Fun fact: “Working with the police” is my family’s metaphor for being detained by the authorities for an extended period on an involuntary basis…as in the hoosgow. Which is where Dalia, she of the pouty lips and awesome “I’m a widdle lamb” innocent eyes, will be headed if her appeal of her conviction doesn’t pan out (she’s currently on house arrest). I had followed the case, perhaps like all of you, but there were some tidbits that were delicious:
- The tape of Dalia’s reaction to her husband’s “death,” where she quite clearly asks several times to see the body. Police take this as evidence that she wants confirmation that her deal, and subsequent inheritance from her hubby, has come through. Of course, she could have just been in shock but…the tape of her setting things up with an undercover cop posing as a hitman says “Liar, liar, surgically enhanced boobs on fire.”

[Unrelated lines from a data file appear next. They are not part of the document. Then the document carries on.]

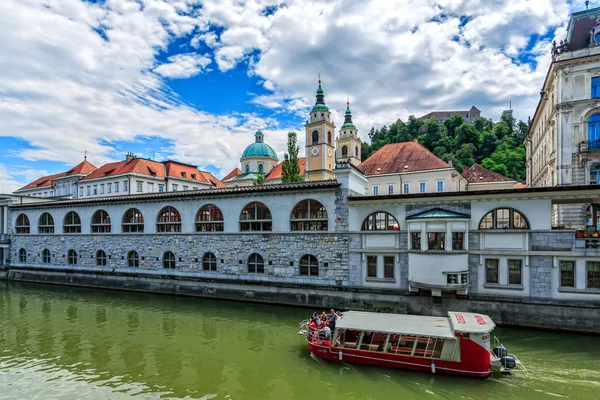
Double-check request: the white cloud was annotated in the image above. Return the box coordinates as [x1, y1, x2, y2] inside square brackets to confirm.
[0, 0, 588, 191]
[154, 53, 212, 78]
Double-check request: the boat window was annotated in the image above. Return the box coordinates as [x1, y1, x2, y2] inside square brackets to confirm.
[389, 334, 416, 355]
[360, 331, 388, 352]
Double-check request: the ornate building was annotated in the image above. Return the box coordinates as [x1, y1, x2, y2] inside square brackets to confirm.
[336, 100, 361, 166]
[527, 5, 600, 227]
[305, 80, 337, 181]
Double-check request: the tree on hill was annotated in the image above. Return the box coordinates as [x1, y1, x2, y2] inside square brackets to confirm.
[281, 131, 303, 183]
[361, 112, 528, 181]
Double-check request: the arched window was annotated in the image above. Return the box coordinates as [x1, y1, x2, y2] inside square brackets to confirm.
[163, 251, 176, 269]
[312, 130, 319, 145]
[341, 145, 348, 157]
[299, 254, 319, 276]
[589, 114, 600, 145]
[479, 208, 529, 230]
[355, 146, 359, 156]
[240, 202, 272, 231]
[96, 250, 107, 266]
[327, 131, 332, 145]
[38, 212, 54, 234]
[157, 206, 182, 232]
[42, 249, 51, 264]
[258, 163, 264, 173]
[128, 251, 139, 267]
[290, 199, 328, 231]
[15, 214, 30, 234]
[196, 204, 224, 232]
[18, 248, 26, 263]
[361, 212, 399, 231]
[63, 211, 81, 233]
[248, 253, 264, 273]
[122, 208, 144, 233]
[67, 249, 77, 265]
[91, 210, 111, 233]
[203, 252, 217, 271]
[245, 164, 250, 173]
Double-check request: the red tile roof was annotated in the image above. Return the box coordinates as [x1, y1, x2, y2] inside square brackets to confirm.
[222, 167, 242, 181]
[513, 181, 527, 189]
[17, 160, 97, 191]
[358, 142, 450, 175]
[265, 158, 306, 180]
[462, 163, 514, 183]
[81, 158, 166, 181]
[198, 171, 226, 188]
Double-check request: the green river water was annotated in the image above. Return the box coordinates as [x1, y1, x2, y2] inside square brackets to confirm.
[0, 282, 598, 400]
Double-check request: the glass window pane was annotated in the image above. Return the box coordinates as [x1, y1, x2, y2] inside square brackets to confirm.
[367, 256, 377, 277]
[485, 259, 498, 283]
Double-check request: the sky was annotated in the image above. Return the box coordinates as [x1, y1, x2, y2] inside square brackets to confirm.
[0, 0, 595, 192]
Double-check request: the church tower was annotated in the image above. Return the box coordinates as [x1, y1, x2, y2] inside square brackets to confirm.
[336, 100, 361, 166]
[305, 78, 336, 181]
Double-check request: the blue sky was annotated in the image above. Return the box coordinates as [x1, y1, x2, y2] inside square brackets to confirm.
[0, 0, 594, 192]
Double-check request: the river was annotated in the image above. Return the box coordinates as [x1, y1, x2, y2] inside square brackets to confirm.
[0, 282, 598, 400]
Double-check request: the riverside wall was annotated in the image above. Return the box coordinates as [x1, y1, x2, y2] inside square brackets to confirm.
[4, 265, 599, 334]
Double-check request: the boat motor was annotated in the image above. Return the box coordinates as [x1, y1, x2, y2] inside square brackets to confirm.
[500, 356, 517, 370]
[492, 346, 507, 358]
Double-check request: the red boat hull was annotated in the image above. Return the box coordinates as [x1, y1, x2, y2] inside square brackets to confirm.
[307, 339, 492, 378]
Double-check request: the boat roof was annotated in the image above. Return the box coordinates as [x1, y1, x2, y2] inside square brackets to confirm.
[336, 311, 495, 339]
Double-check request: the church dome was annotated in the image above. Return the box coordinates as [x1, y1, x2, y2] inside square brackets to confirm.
[241, 131, 278, 160]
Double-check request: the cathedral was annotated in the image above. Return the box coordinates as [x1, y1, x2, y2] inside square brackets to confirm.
[222, 79, 362, 186]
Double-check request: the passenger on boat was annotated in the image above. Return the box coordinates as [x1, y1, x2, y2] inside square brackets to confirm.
[329, 309, 337, 330]
[320, 311, 328, 324]
[311, 312, 321, 326]
[319, 321, 331, 339]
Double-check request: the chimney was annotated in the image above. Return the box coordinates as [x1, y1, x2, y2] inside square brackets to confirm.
[448, 159, 453, 167]
[125, 152, 135, 162]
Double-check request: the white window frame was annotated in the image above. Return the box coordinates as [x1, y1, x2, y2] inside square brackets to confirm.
[436, 180, 444, 192]
[148, 182, 154, 192]
[86, 186, 91, 196]
[388, 184, 394, 195]
[402, 182, 410, 194]
[136, 181, 143, 192]
[78, 187, 83, 197]
[158, 184, 164, 193]
[172, 184, 178, 191]
[100, 184, 104, 194]
[93, 185, 97, 195]
[107, 182, 112, 193]
[114, 182, 119, 192]
[419, 181, 426, 193]
[373, 185, 379, 196]
[123, 180, 128, 192]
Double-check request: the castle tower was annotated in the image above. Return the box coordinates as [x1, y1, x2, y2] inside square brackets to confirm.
[305, 78, 336, 181]
[336, 99, 361, 166]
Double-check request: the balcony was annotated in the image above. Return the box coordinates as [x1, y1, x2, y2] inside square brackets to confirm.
[580, 139, 600, 152]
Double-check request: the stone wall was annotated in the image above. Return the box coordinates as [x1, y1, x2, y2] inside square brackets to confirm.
[530, 231, 575, 251]
[10, 233, 351, 286]
[530, 256, 553, 298]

- The unexpectedly hilarious tape of post-arrest Dalia, who, as Susan says, is completely delusional in her denial of the plot, even as police explain she’s been recorded planning it. In a shocking twist that tells me that someone at Boynton Beach Police has watched a lot of “Perry Mason,” we see her lay eyes on Michael, who she’s been told was dead. She keeps saying “Come here! Come here!,” to which he responds something like “Sister, please.” It reminded me of those Scooby Doo cartoons when Scoobs and the gang are fleeing from the villain of the week, who holds out a spindly evil arm and says “Come back here!” Yeah Evil Guy, and wife who’ve I just seen on tape plotting to kill me. That’s gonna happen.
- The fact that Mike Dippiito agreed to be on the show, despite his admittedly shady past and apparently poor character judgement. He’s kinda funny. I feel bad for him that his wife tried to kill him. But weirdly he seems to be taking it in stride.
Did you see it? What did you think? And if your spouse was caught on tape planning your death, would you be in a documentary about it?